Further, these patients can be considered for 3 potential surgical options: corneal refractive surgery, intraocular contact lens (ICL) implantation, and less often, refractive lens exchange (RLE). Refractive surgeries, such as LASIK, penetrating refractive keratoplasty, or small-incision lenticule extraction, could offer the option of either monovision or blended vision for these patients. Similarly, implantation of an ICL would be performed using monovision or blended vision to help aid in near vision.
For patients in this stage, while RLE is an option, it may not be the best option since they will completely lose any remaining accommodation. Patients who are high hyperope may adapt better to this option since they tend to note the effects of presbyopia earlier.3
Stage 2 patients, who are over 50 years old, exhibit further loss of accommodation, and worsening of light scatter and HOAs, with vision degradation. At this time, night vision begins to worsen, as does contrast sensitivity. For treatment of these patients, all of the options previously discussed still exist.
Presbyopia drops, as they exist now, may be helpful in some of these patients, depending on pupil size, visual demand, and motivation. With the FDA approval of other presbyopia drops, we may find that some work better for these patients than others. Typically, these patients are further in the journey, with an increase In yellowing and stiffening of the crystalline lens. RLE is a better option in these patients than ICL or corneal refractive surgery.

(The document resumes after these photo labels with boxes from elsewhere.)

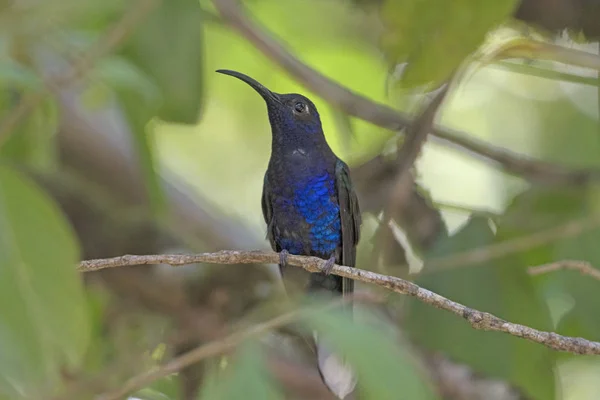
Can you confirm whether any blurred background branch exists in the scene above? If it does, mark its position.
[0,0,600,400]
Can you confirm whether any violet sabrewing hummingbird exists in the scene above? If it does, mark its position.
[217,69,361,399]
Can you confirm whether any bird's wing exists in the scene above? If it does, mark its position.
[261,174,281,252]
[335,160,362,293]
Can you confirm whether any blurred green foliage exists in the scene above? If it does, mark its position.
[0,0,600,400]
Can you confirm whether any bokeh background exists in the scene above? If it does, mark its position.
[0,0,600,400]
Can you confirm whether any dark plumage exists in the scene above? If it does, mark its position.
[217,70,361,396]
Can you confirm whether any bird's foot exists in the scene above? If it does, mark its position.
[322,256,335,275]
[279,250,290,268]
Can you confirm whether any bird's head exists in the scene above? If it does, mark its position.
[216,69,323,148]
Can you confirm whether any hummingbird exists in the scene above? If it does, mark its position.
[216,69,362,399]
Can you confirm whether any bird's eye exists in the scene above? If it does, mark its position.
[294,101,306,113]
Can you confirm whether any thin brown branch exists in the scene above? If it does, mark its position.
[384,81,451,219]
[0,0,160,146]
[79,250,600,356]
[213,0,600,184]
[96,294,354,400]
[527,260,600,281]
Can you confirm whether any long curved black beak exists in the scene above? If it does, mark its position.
[215,69,281,103]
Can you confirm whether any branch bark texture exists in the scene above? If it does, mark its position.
[78,250,600,355]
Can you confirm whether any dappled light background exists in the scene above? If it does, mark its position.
[0,0,600,400]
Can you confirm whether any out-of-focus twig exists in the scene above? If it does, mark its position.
[213,0,600,184]
[96,296,376,400]
[384,81,451,223]
[527,260,600,281]
[0,0,161,146]
[423,216,600,273]
[79,250,600,356]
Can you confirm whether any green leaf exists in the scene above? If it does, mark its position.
[0,94,59,172]
[380,0,518,88]
[405,217,554,400]
[0,60,58,167]
[123,0,203,124]
[88,56,161,109]
[306,306,438,400]
[0,166,89,398]
[505,186,600,340]
[200,341,284,400]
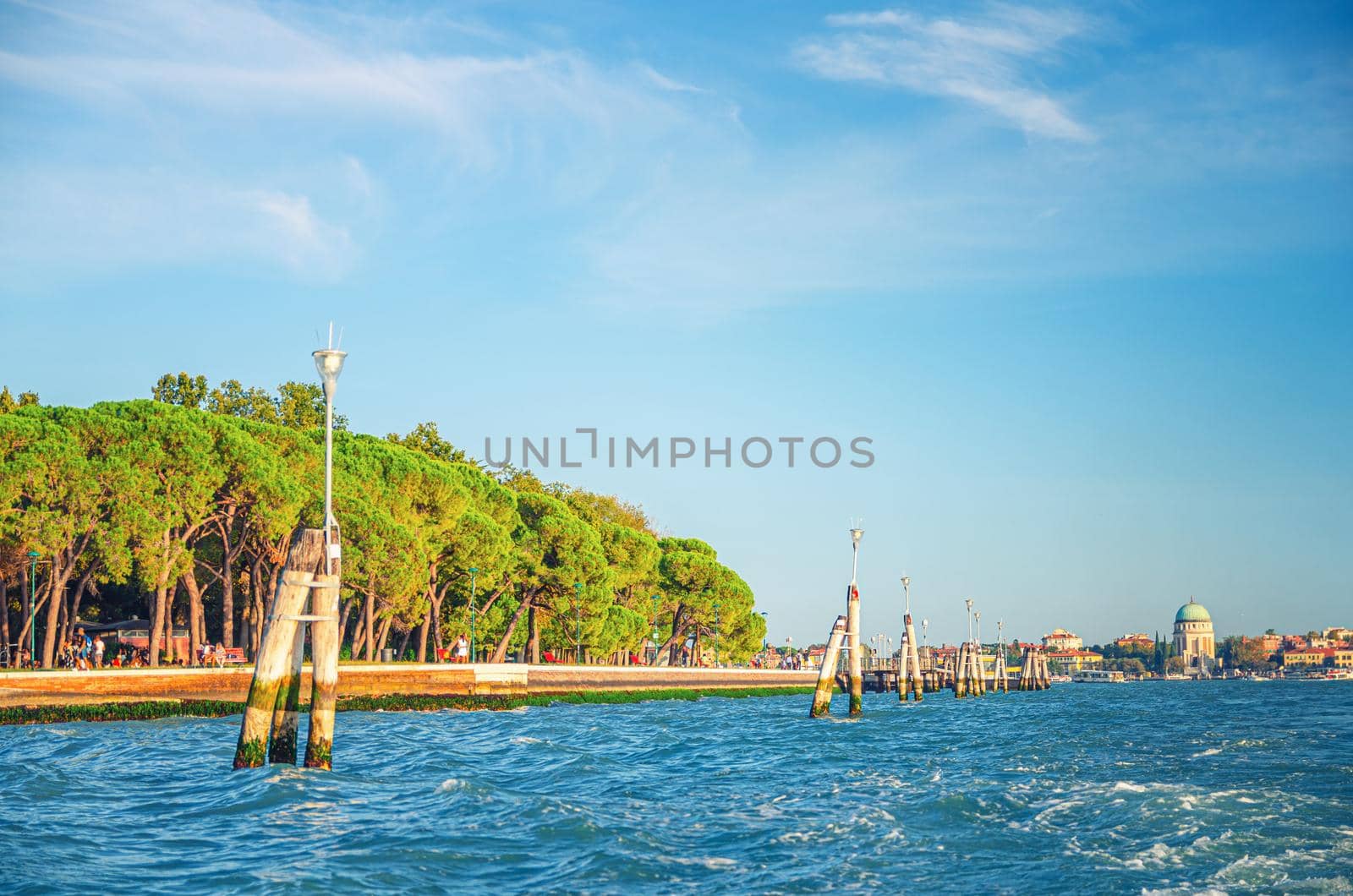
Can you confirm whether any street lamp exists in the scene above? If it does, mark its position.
[649,594,658,666]
[469,565,479,662]
[715,601,719,669]
[573,582,583,666]
[26,551,38,669]
[311,322,348,576]
[972,610,985,685]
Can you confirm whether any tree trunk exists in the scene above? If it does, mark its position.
[0,578,8,666]
[42,551,70,669]
[363,590,376,662]
[61,563,99,642]
[526,604,540,666]
[654,606,686,666]
[249,554,262,659]
[429,597,441,664]
[475,578,512,616]
[350,597,367,659]
[185,565,201,666]
[489,592,536,664]
[376,616,395,658]
[338,601,356,648]
[149,586,167,666]
[219,505,244,647]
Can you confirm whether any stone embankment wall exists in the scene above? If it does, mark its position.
[0,664,817,707]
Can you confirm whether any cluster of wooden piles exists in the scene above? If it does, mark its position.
[234,529,338,768]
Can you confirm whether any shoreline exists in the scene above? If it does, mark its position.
[0,664,817,724]
[0,685,813,727]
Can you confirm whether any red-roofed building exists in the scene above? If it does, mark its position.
[1047,650,1104,671]
[1044,628,1085,650]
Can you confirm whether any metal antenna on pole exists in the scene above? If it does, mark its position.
[311,320,348,576]
[850,520,864,585]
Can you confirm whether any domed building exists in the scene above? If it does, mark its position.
[1175,597,1216,675]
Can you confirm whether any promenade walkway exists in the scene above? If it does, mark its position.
[0,664,817,707]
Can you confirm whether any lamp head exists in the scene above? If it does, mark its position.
[309,348,348,399]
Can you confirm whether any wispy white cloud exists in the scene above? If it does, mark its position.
[0,0,732,279]
[0,167,361,281]
[796,4,1094,142]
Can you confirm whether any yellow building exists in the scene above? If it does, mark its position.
[1175,597,1216,675]
[1047,650,1104,673]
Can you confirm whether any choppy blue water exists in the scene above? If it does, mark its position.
[0,682,1353,892]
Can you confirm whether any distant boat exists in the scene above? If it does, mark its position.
[1071,669,1127,685]
[1301,669,1353,680]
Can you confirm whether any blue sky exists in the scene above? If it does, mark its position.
[0,0,1353,643]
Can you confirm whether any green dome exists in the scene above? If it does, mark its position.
[1175,597,1213,623]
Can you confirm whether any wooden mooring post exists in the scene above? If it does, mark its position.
[967,642,986,697]
[897,613,925,702]
[951,642,969,697]
[846,579,864,716]
[808,616,846,718]
[234,529,338,768]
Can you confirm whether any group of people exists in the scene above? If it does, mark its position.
[57,626,107,671]
[11,626,161,671]
[437,632,469,664]
[753,653,803,670]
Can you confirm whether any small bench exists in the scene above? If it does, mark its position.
[211,647,249,666]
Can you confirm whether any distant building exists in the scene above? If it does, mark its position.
[1044,628,1085,650]
[1283,650,1324,669]
[1175,597,1216,675]
[1047,650,1104,673]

Stage 3 patients are 65 years old or older and have developed a full cataract with yellowing of the lens nucleus to the point of poor visual quality and degraded vision. At this time in the journey, a visually significant cataract is defined, and surgery is needed to improve vision. Depending on the lens chosen—and many premium enhanced depth of vision and multifocal lenses exist—the options of glasses, contacts, and presbyopia drops still exist.
Discussing With Patients
Start the discussion regarding presbyopia and the journey early. Patients appreciate information and knowledge about what to expect. It is even more important for new patients who have never needed vision correction but have already begun to exhibit presbyopia changes. Take the extra time to let them know that, as the lens changes, so will the vision, until eventually a cataract will form, requiring surgical intervention. The more we normalize the journey, the easier it will be for our patients to accept and be open to vision correction options. ■
- Fricke TR, Tahhan N, Resnikoff S, et al. Global prevalence of presbyopia and vision impairment from uncorrected presbyopia: systematic review, meta-analysis, and modelling. Ophthalmology. 2018;125(10):1492–1499. doi: 10.1016/j.ophtha.2018.04.013
- Hanson SR, Hasan A, Smith DL, Smith JB. The major in vivo modifications of the human water-insoluble lens crystallins are disulfide bonds, deamidation, methionine oxidation and backbone cleavage. Exp. Eye Res. 2000;71(2):195-207.
- Dysfunctional lens syndrome, a new way to educate patients. American Academy of Ophthalmology website. October 14, 2016. Accessed November 15, 2022. https://www.aao.org/eyenet/academy-live/detail/dysfunctional-lens-syndrome-educate-patients
- Glasser A, Campbell MC. Biometric, optical and physical changes in the isolated human crystalline lens with age in relation to presbyopia. Vision Res. 1999;39(11):1991-2015.
- Michael R, Mikielewicz M, Gordillo C, Montenegro GA, Cortés LP, Barraquer RI. Elastic properties of human lens zonules as a function of age in presbyopes. Invest Ophthalmol Vis Sci. 2012;53(10):6109-6114.
- Fernández J, Rodríguez-Vallejo M, Martínez J, Tauste A, Piñero DP. From presbyopia to cataracts: a critical review on dysfunctional lens syndrome. J Ophthalmol. 2018;2018:4318405.